The sterilization of Roma women was not just a medical error; it was a tool of systemic violence that destroyed families and stripped thousands of their bodily autonomy. By resolving the conflict with what some have termed a "glib miracle," the film fails to engage with the reality that for many of these women, there was no resolution, no apology, and no justice.
Official Responses and the Long Road to Justice
For decades, the state authorities in Czechoslovakia (and later the Czech and Slovak Republics) denied that a formal policy of forced sterilization existed. Medical records were often tampered with, and victims were frequently intimidated into silence. It was only through the tireless work of NGOs and individual survivors that the practice was eventually documented.

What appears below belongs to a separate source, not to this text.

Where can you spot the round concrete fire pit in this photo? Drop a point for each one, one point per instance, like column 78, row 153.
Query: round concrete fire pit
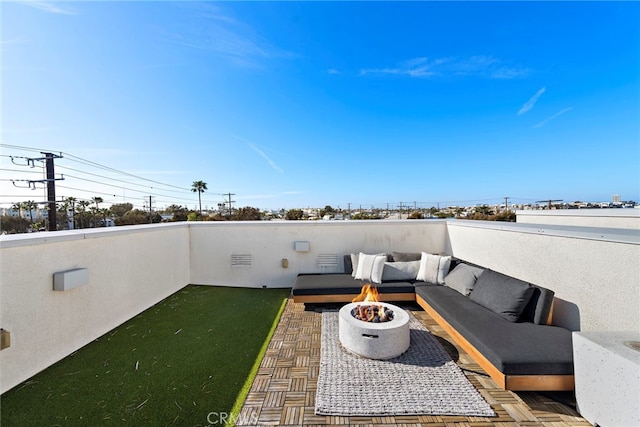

The recent compensation laws in Slovakia, while significant, serve as a reminder of how long it takes for state institutions to acknowledge the "ugly" truths of their past. The debate sparked by Ostrochovský’s film suggests that culture must now catch up to this legal acknowledgment. We no longer need films that frame these atrocities as "beautiful" or "distant." We need narratives that are as uncomfortable and urgent as the reality they aim to depict.
Conclusion
Only Beautiful Things to Look At is a technically accomplished film, but its aesthetic choices raise a haunting question: why are we being shown such beautiful things when the history itself demands an unflinching gaze? The film’s focus on the white, privileged experience of the doctor serves as a veil, shielding the viewer from the raw, unadorned suffering of the victims.
To honor the women who bore the "bow," the conversation must shift away from the aestheticization of their pain and toward the urgent, ongoing work of systemic reform. The history of coerced sterilization is not a museum piece; it is a live, festering wound in the history of Central Europe. It deserves to be seen, heard, and understood without the soft-focus lens of a period drama.